Rowena's Page, Rowena Gets a Life. Rowena Deals With Life, Part 6

Rowena Minds Some Children

Fiction by S. D. Youngren



Rowena answered the phone to find her mother at the other end. “I was wondering,” her mother said, “if you'd like to pick up some extra money.”

Rowena couldn't imagine. She tried to keep her voice level. “How?” she asked, and waited.

“My friend Libby Antwerp needs a babysitter for her grandkids—”

“No,” said Rowena.

“Rowena, dear, you haven't even heard—”

“Mom, I'm not fifteen any more. I don't need—”

“Rowena, you'd be doing poor Libby a favor. She has—”

“Mom, I really—”

“Just for a few hours, Rowena. They'll be no trouble at all.”

“Mom—”

“I've seen their pictures; they're adorable. Libby's supposed to watch them, but she's had this emergency—”

“What about Kimberly Chen? She must need money for college.”

“Oh, no; Libby wouldn't like that. Not—you know—an Asian girl.”

“Absolutely, positively NOT.”

“Rowena, she doesn't mean anything by it; she's just a bit set in her ways.”

“She can leave the kids with David Duke. I—”

“I already told her you'd be happy to.”

“Mo-ther!

“I'll pick you up and take you there. It won't be any trouble; I have to drive Libby anyway.”

“Mother, listen to—”

“Noon Saturday. Thank you, dear.”

And Rowena's mother hung up.

@>--->---          @>--->---          @>--->---

“This is so good of you,” said Mrs. Antwerp. Rowena smiled a little feebly. “Damon!” Mrs. Antwerp called. “Belinda!” A moment later two rather sullen-looking children appeared. “This is Damon,” said Mrs. Antwerp solemnly, “and this is Belinda.”

“Hi,” said Rowena. She'd figured out for herself which was which. Damon wore a grubby baseball cap, from which trailed one of those skinny little braids; his sister sported three pairs of earrings and a miniature purple Spandex thing. They both muttered hello at Rowena after their grandmother poked then a couple of times. “There's some sandwiches in the fridge. Their parents are taking them out to dinner afterwards; won't that be fun?” They did not respond. “Be good, now.” And to Rowena, “Don't let them watch any monster movies.”

Grand-ma!”

“Their parents should be back by eight.”

“Well, then,” said Rowena's mother brightly. “Are you ready?” And the two of them left.

The kids stared sullenly at the door. “Okay,” said Rowena cheerily, “what do you want to do?” She hadn't babysat in years. In many years. Damon glared at her and wandered off. His sister followed. Rowena went after them into what turned out to be the living room.

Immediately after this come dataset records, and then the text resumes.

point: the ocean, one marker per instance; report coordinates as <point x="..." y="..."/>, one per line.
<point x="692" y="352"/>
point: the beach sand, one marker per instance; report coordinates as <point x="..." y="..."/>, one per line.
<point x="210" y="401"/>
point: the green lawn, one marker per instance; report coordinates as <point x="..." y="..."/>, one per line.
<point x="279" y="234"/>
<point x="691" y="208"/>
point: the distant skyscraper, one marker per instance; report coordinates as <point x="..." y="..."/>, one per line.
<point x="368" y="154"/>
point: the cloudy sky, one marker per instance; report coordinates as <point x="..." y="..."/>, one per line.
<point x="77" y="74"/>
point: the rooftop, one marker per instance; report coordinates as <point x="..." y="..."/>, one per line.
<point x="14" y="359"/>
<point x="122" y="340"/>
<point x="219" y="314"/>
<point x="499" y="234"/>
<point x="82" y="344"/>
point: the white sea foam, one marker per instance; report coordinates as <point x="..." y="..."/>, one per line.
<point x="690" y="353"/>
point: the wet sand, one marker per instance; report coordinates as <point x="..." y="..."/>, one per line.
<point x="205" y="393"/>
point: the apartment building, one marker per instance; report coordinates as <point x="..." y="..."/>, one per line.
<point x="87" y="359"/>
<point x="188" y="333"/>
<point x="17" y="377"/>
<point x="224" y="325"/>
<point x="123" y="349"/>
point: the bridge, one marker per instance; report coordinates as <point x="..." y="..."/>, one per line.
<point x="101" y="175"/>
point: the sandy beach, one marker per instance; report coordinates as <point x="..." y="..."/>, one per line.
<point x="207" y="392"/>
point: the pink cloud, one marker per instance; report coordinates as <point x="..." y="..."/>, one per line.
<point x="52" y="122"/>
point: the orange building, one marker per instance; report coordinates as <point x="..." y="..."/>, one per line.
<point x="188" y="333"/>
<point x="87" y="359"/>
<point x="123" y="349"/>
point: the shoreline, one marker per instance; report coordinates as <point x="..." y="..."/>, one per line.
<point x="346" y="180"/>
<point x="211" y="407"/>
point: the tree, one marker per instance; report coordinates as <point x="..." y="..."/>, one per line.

“He is NOT!” Belinda shrieked. Seeing Rowena, she demanded, “Who's better, Beavis or Butthead?”

Rowena took a breath. “Which is Beavis?”

She thought they would fall over. “God,” said Damon. “How stupid can you get?”

“They don't even have the same color hair!” said Belinda disdainfully.

“I'm sorry; I—I really don't watch that show.”

“Why not?

“It's cool!”

“Especially Butthead!” A scuffle broke out. Rowena waded in and got them separated, suffering only minor damage in the process.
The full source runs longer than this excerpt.